Metadata-Version: 2.1
Name: hydra-api
Version: 1.0.0
Summary: Official client for Siftrics' Hydra API, which is a text recognition documents-to-database service
Home-page: https://siftrics.com/
Keywords: hydra,api,text,recognition,ocr,computer,vision,siftrics,document,database
Author: Siftrics Founder
Author-email: siftrics@siftrics.com
Requires-Python: >=2.7, !=3.0.*, !=3.1.*, !=3.2.*, !=3.3.*, !=3.4.*
Classifier: Programming Language :: Python :: 2
Classifier: Programming Language :: Python :: 2.7
Classifier: Programming Language :: Python :: 3
Classifier: Programming Language :: Python :: 3.5
Classifier: Programming Language :: Python :: 3.6
Classifier: Programming Language :: Python :: 3.7
Classifier: Programming Language :: Python :: 3.8
Requires-Dist: requests (>=2.23.0,<3.0.0)
Project-URL: Repository, https://github.com/siftrics/hydra-python
Description-Content-Type: text/markdown

This repository contains the official [Hydra API](https://siftrics.com/) Python client. The Hydra API is a text recognition service.

# Quickstart

1. Install the package.

```
pip install hydra-api
```

or

```
poetry add hydra-api
```

etc.

1. Create a new data source on [siftrics.com](https://siftrics.com/).
2. Grab an API key from the page of your newly created data source.
3. Create a client, passing your API key into the constructor.
4. Use the client to processes documents, passing in the id of a data source and the filepaths of the documents.

```
import hydra_api

client = hydra_api.Client('xxxxxxxx-xxxx-xxxx-xxxx-xxxxxxxxxxxx')

rows = client.recognize('my_data_source_id', ['invoice.pdf', 'receipt_1.png'])
```

`rows` looks like this:

```
[
  {
    "Error": "",
    "FileIndex": 0,
    "RecognizedText": { ... }
  },
  ...
]
```

`FileIndex` is the index of this file in the original request's "files" array.
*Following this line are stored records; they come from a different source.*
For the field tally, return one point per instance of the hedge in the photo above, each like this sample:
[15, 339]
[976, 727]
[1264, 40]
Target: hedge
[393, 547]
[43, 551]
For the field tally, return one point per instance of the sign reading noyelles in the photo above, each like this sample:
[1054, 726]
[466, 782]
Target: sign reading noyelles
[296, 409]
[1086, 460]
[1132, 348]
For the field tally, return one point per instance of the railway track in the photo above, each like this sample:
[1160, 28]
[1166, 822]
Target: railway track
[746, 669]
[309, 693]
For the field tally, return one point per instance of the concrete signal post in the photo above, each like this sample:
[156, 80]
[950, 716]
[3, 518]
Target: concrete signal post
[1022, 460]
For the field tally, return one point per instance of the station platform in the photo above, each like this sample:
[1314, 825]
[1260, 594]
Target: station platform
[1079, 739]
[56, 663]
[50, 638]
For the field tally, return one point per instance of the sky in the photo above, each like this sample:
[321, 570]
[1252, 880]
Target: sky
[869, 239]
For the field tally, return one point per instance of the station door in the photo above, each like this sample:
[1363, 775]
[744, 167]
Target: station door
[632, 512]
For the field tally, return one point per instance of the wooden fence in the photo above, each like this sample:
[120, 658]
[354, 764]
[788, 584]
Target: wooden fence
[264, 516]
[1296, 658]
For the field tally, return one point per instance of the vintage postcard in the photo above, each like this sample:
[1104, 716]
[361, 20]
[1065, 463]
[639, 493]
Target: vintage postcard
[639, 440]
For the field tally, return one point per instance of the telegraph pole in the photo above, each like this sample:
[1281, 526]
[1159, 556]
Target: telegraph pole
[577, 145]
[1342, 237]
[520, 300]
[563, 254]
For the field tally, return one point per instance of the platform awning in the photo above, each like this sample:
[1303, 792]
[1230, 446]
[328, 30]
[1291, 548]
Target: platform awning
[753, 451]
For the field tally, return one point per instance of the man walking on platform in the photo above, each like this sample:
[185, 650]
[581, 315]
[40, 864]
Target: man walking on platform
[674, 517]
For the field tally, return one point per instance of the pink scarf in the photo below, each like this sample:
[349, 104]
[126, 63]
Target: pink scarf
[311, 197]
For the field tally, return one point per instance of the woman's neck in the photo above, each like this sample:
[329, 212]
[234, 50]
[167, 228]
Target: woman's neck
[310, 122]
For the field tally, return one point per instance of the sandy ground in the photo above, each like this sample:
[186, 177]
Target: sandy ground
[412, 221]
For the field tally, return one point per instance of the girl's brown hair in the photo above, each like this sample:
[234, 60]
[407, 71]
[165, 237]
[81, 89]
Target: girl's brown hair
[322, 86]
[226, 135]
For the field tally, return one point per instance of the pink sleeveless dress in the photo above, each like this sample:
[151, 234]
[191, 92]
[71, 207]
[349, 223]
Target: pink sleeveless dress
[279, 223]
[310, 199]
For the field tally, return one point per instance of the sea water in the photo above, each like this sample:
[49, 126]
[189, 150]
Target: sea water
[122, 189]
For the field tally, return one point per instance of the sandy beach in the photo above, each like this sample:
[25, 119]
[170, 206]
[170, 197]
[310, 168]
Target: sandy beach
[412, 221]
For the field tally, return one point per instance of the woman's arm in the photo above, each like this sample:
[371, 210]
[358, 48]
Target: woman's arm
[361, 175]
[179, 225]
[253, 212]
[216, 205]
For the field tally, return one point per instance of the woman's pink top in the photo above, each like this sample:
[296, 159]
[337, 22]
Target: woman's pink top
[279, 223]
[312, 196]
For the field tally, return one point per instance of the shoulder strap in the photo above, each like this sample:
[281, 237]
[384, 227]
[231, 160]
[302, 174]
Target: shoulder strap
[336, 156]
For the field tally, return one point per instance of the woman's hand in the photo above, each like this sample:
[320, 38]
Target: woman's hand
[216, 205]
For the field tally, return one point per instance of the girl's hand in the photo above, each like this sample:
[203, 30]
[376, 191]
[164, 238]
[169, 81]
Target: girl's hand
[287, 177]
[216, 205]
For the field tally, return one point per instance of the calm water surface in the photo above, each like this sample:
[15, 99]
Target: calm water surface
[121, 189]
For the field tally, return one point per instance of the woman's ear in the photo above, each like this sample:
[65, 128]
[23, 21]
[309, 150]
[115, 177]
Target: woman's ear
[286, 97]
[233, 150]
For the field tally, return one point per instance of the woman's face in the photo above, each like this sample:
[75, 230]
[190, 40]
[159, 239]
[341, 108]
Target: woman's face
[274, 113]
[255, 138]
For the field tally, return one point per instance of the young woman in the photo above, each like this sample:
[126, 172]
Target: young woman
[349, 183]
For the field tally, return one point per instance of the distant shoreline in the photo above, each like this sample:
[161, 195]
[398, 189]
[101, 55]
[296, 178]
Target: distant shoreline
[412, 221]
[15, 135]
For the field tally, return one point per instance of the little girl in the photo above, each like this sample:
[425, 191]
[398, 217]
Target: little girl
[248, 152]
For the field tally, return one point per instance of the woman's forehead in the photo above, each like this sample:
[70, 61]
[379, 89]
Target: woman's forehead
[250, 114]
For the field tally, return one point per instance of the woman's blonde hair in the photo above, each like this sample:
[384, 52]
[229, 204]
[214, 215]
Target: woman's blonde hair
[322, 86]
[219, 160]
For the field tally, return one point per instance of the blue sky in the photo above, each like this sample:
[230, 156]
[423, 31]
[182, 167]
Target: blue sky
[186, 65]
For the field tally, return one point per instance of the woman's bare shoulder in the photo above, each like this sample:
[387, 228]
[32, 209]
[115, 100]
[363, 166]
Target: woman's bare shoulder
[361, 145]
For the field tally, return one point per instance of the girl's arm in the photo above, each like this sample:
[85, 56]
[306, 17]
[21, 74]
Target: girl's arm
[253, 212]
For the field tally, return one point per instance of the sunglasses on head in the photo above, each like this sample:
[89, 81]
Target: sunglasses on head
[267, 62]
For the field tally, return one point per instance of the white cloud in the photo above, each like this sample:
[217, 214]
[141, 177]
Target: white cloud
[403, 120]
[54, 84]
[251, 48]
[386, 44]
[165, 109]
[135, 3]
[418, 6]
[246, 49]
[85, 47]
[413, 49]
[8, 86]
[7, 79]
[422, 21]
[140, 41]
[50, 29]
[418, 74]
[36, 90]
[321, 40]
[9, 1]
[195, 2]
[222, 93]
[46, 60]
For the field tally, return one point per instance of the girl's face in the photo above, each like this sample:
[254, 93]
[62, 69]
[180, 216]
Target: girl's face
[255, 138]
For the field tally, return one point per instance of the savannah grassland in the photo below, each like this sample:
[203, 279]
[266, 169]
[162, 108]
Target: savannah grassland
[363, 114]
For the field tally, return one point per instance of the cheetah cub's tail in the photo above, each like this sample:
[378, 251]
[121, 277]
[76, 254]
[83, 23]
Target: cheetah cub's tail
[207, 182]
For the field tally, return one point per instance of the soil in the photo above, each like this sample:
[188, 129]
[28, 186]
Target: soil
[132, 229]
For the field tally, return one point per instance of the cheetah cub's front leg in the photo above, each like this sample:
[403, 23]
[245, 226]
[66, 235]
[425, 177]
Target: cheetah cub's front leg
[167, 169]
`RecognizedText` is a dictionary mapping labels to values. Labels are the titles of the bounding boxes drawn during the creation of the data source. Values are the recognized text inside those bounding boxes.


## Faster Results

`client.recognize(dataSourceId, files, doFaster=False)` has a parameter, `doFaster`, which defaults to `False`, but if it's set to `True` then Siftrics processes the documents faster at the risk of lower text recognition accuracy. Experimentally, doFaster=true seems not to affect accuracy when all the documents to be processed have been rotated no more than 45 degrees.

## Official API Documentation

Here is the [official documentation for the Hydra API](https://siftrics.com/docs/hydra.html).

# Apache V2 License

This code is licensed under Apache V2.0. The full text of the license can be found in the "LICENSE" file.